Tensions were high. Sweat ran cold across the stern faces focused on the figure in the phone booth. His name was Stu Shepherd—the character played by Collin Farrell in the 2002 film Phone Booth.
As the target of a sophisticated terrorist plot, Shepherd is held hostage in a New York City phone booth—his unseen captor controlling him through the telephone. Framed for the terrorist’s crimes, the booth is surrounded by police, reporters—and eventually Stu’s wife. His unseen captor assures him that the only way out of his nightmare is to confess—to his wife, to the world—his affair, his selfishness, and his various indiscretions. At the climax of the film, Stu Shepherd makes his confession:
“I have never done anything for anybody who couldn’t do something for me. I string along an eager kid with promises I’ll pay him money. I only keep him around because he looks up to me.…I lie in person and on the phone. I lie to my friends.…I am just a part of a big cycle of lies…I wear all this [fancy Italian clothing]because underneath I still feel like the Bronx. I think I need these clothes and this watch. My two-thousand-dollar watch is a fake and so am I. I’ve neglected the things I should have valued most.… I mean, I work so hard on this image, on Stu Shepherd…I have just been dressing up as something I’m not for so long, I’m so afraid no one will like what’s underneath.”
They say that confession is good for the soul. If you were to write your own “Stu Shepherd” speech, what would you say? Are there things that weigh on your conscience? Perhaps like Stu, you live with the persistent fear that “no one will like what’s underneath.” In one of his diaries, author Franz Kafka wrote: “The state in which we find ourselves today is sinful, quite independent of guilt.” Do you hear what he’s saying? If you’re living in today’s world, you may be thinking: “No one has the right to judge me. No one has the right to label what I do as a ‘sin.’” Like Stu Shepherd, most of us spend our lives trying to either hide our “bad” qualities or emphasize our “good” qualities in order to manage the judgments of others. Yet deep down, we live with a secret fear that if our souls were truly exposed, we would be judged, condemned, and rejected.

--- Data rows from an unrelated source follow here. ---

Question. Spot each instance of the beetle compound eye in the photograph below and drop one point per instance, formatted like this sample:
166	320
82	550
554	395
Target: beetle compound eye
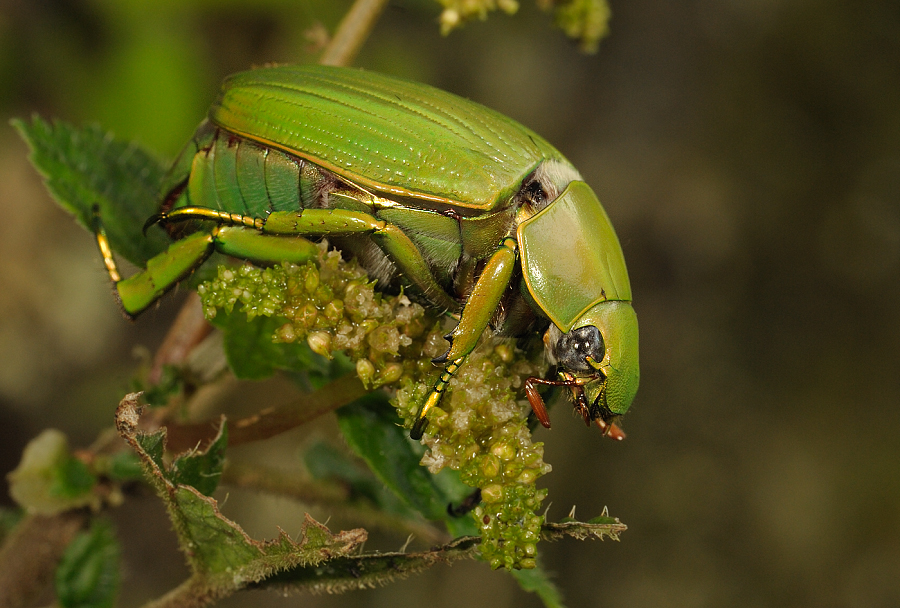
576	349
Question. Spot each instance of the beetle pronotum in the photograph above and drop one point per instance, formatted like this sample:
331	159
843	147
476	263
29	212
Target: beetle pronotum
476	214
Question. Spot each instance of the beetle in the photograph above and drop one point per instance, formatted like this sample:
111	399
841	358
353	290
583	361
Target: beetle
470	211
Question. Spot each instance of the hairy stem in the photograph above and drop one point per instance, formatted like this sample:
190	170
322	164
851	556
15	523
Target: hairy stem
352	32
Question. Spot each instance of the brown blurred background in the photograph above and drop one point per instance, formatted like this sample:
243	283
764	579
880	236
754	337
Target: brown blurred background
748	152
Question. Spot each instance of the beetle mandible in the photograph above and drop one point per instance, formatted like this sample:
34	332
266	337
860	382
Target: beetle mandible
475	213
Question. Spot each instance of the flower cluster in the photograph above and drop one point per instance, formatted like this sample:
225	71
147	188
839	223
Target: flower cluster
479	429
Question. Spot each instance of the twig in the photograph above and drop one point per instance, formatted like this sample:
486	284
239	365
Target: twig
352	32
271	421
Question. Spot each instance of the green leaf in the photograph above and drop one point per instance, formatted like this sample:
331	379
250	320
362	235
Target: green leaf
222	557
88	573
370	426
124	466
202	470
323	461
253	355
536	580
49	479
87	167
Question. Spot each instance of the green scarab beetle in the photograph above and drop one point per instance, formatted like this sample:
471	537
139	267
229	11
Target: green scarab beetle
466	209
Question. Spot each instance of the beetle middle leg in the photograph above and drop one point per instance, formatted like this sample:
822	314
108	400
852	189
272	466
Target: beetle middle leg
480	307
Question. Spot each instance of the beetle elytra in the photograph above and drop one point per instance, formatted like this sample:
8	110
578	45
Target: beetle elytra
469	210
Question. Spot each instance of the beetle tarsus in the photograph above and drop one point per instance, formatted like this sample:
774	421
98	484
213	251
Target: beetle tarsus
418	428
154	219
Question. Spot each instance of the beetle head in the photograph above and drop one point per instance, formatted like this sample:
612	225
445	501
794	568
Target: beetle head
601	352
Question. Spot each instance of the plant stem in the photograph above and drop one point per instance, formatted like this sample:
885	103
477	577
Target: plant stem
271	421
352	32
337	496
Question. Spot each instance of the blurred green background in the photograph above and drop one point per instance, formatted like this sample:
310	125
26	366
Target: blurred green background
748	152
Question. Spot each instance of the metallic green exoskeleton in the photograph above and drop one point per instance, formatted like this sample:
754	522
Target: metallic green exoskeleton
467	209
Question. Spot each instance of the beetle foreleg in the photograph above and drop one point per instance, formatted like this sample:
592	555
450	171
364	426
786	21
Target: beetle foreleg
482	301
184	214
434	397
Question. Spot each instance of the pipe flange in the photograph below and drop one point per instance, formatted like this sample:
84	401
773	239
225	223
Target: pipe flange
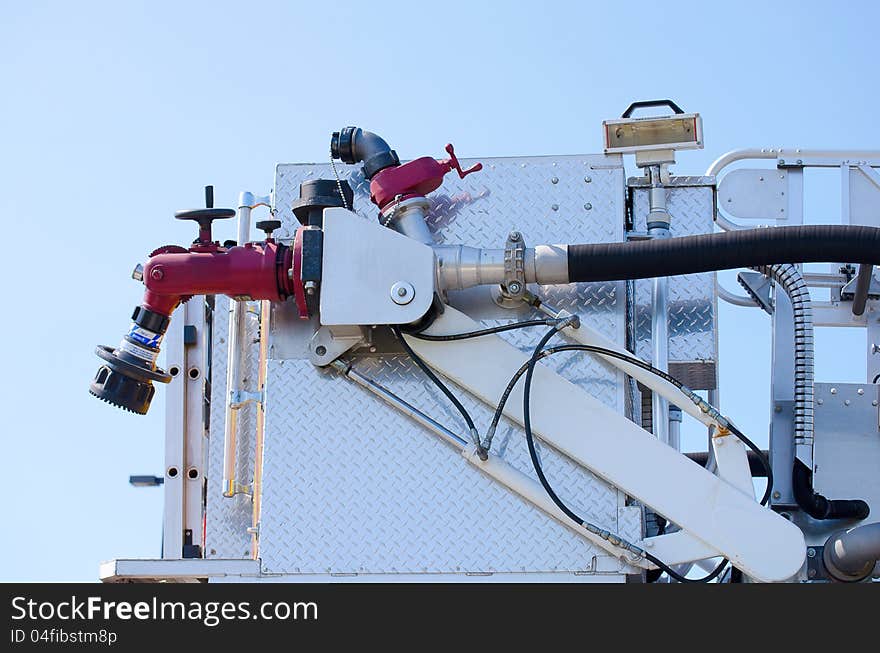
514	284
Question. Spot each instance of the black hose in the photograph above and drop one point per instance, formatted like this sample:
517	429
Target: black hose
863	287
669	257
817	506
536	463
484	332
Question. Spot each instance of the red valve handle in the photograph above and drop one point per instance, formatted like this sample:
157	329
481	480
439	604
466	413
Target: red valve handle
455	165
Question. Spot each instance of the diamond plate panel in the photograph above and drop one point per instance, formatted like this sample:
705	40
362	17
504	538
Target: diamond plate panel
369	491
228	519
352	486
692	306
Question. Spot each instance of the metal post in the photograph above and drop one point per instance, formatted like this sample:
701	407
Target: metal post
658	227
233	372
237	344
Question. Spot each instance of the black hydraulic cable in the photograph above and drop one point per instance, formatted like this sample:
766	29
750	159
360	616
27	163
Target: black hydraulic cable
442	386
723	251
536	463
485	332
765	463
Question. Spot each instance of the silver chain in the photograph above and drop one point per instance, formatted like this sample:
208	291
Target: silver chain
338	182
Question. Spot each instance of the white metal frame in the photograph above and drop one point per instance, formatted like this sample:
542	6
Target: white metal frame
185	448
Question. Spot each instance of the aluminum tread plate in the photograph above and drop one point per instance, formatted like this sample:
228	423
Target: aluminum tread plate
351	486
228	519
692	305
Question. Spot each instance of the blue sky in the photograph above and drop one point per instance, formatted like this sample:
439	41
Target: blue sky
114	114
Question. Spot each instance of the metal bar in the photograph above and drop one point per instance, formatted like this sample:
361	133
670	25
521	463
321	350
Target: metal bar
235	355
658	228
265	311
863	285
194	444
175	429
403	406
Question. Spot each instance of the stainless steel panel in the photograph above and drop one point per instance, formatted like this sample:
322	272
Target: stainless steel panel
352	487
693	336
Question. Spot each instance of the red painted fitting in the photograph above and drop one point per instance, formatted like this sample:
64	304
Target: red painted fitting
415	178
254	271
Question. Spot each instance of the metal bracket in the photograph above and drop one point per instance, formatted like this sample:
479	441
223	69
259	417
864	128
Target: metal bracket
849	288
240	398
514	284
816	564
329	343
758	286
250	201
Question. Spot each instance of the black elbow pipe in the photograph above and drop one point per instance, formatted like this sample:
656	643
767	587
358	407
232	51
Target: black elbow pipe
863	286
723	251
817	506
353	145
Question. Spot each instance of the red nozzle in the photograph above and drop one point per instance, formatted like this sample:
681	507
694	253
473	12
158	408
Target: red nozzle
418	177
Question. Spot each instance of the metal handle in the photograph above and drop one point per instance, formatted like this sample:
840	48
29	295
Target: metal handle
643	104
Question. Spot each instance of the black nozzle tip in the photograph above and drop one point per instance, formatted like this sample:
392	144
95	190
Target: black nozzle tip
125	384
341	145
122	391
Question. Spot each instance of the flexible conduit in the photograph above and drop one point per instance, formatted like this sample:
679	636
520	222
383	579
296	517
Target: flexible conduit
789	278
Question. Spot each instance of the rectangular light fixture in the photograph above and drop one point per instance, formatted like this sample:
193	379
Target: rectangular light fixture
682	131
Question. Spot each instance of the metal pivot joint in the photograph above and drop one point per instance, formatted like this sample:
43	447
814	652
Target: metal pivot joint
514	284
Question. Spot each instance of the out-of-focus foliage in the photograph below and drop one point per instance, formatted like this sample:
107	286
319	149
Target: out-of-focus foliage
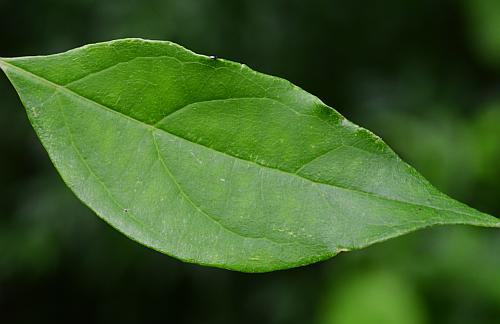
484	33
411	71
376	297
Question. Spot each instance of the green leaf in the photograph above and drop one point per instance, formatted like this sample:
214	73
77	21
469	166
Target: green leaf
213	163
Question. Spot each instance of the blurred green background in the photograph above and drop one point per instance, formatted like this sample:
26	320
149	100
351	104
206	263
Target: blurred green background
423	74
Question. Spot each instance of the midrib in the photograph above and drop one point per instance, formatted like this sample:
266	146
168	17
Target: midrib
143	124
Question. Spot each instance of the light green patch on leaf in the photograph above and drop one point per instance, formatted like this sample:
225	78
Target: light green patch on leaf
211	162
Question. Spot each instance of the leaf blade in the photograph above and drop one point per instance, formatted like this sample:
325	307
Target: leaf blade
273	197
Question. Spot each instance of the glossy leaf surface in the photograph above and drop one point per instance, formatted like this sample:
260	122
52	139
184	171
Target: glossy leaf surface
213	163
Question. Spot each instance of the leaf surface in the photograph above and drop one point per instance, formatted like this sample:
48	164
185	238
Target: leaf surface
211	162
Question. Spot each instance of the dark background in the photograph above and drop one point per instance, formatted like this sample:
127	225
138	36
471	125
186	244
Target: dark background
422	74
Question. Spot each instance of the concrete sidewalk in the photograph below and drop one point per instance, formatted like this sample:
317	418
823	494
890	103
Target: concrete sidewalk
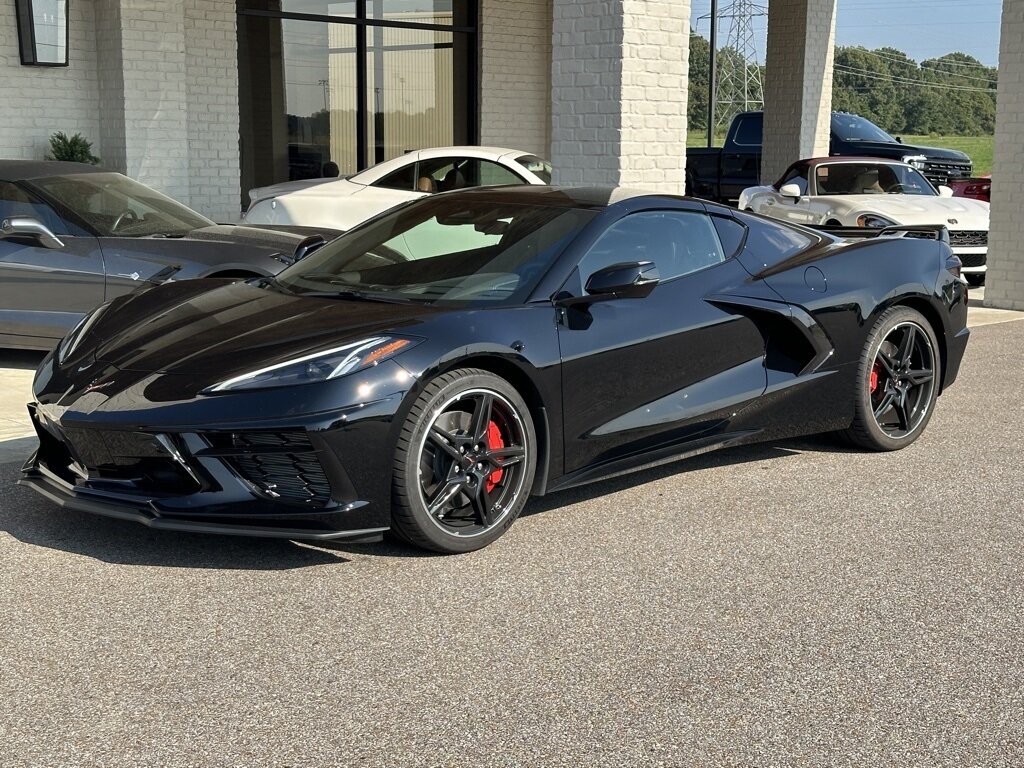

DAVID’S STU SHEPHERD SPEECH (PSALM 6)
O Lord, rebuke me not in your anger,nor discipline me in your wrath.
2 Be gracious to me, O Lord, for I am languishing; heal me, O Lord, for my bones are troubled.
3 My soul also is greatly troubled. But you, O Lord—how long?4 Turn, O Lord, deliver my life; save me for the sake of your steadfast love.
5 For in death there is no remembrance of you; in Sheol who will give you praise?6 I am weary with my moaning; every night I flood my bed with tears; I drench my couch with my weeping.
7 My eye wastes away because of grief; it grows weak because of all my foes.8 Depart from me, all you workers of evil, for the Lord has heard the sound of my weeping.
9 The Lord has heard my plea; the Lord accepts my prayer.
10 All my enemies shall be ashamed and greatly troubled; they shall turn back and be put to shame in a moment.
In his commentary on the Psalms, Derek Kidner writes that this “psalm gives words to those who scarcely have the heart to pray, and brings them within sight of victory.” How? David writes that “the Lord has heard the sound of my weeping” (v. 8). David’s trust could lie in the character of God. And so can ours.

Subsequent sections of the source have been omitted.